6. Nuclear weapons use would not necessarily be indiscriminate, another contention of just war proponents: “There is no general prohibition in treaty or customary international law on the use of nuclear weapons…. nuclear weapons must be directed against military objectives. In addition, attacks using nuclear weapons must not be conducted when the expected incidental harm to civilians is excessive compared to the military advantage expected to be gained.” Again, this raises more interesting questions about targeting and whether or not lower-yield nuclear weapons would be more humane.
Still with me? If so, let’s talk about what is not in the Manual, namely a discussion of arms control treaty obligations- a rather strange omission for a document on international law. The Manual acknowledges US non-proliferation responsibilities, along with agreements to reciprocally reduce its arsenal, but on p. 394 it says, “Some of these agreements may not apply in times of war. Guidance on nuclear arms control agreements is beyond the scope of this manual.” Fair enough, but then p. 925 engages in a discussion about the specifics of the Outer Space Treaty so it seems like an attempt to deflect difficult questions about disarmament. On that note, most noticeably absent is any mention of US commitments to “general and complete disarmament” under Article VI of the NPT. One possible explanation for this is that the Manual is about the laws of war rather than treaty law, which could be discarded in times of war and “supreme national interest”- a fine line, indeed.

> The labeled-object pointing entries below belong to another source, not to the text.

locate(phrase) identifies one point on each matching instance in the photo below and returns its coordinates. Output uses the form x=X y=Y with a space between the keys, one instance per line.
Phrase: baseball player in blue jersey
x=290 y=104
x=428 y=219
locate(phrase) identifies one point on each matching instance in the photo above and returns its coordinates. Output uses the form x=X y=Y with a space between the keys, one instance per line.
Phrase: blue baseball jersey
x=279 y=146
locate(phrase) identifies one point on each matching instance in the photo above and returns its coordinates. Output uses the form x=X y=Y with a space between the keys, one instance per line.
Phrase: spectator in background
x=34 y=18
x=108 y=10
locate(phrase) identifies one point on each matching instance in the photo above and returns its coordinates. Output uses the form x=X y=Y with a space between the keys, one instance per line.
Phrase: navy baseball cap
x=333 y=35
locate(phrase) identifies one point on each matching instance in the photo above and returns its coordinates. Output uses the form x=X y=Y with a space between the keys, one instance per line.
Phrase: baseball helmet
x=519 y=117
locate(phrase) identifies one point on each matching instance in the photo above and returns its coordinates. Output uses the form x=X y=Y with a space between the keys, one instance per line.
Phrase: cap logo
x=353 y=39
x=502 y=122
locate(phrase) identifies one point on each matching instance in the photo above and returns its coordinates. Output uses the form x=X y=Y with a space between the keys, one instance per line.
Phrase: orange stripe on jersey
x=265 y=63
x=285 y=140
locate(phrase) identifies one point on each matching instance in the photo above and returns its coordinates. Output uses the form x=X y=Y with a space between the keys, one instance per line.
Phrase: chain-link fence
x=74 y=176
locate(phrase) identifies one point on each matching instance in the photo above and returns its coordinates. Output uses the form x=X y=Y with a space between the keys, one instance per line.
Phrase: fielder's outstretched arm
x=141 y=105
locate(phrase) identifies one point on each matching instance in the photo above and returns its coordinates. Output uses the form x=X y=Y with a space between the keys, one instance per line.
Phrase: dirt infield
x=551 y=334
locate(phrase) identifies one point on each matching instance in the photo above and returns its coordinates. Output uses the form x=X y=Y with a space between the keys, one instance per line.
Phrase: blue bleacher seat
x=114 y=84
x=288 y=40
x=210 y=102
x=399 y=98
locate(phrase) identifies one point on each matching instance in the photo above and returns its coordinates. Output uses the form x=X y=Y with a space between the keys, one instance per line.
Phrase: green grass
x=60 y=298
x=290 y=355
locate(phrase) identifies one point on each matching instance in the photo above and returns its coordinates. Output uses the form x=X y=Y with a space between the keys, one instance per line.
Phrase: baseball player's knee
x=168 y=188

Proponents of a nuclear weapons ban are likely to pick up on the following point on p. 72: “Certain prohibitions and certain other rules in the law of war that reflect customary international law have been described as reflecting ‘elementary considerations of humanity.’ These ‘elementary considerations of humanity have been understood to be ‘even more exacting in peace than in war.’ Thus, these legal standards, at a minimum, must be adhered to in all circumstances.” And herein lies the heart of the debate between nuclear deterrence, which requires a credible threat of use of nuclear weapons, and humanitarian approaches to war. Ideally, the humanitarian impacts initiative would provide a forum for diverse discussion of these issues and seize the opportunity provided by the release of the Law of War Manual.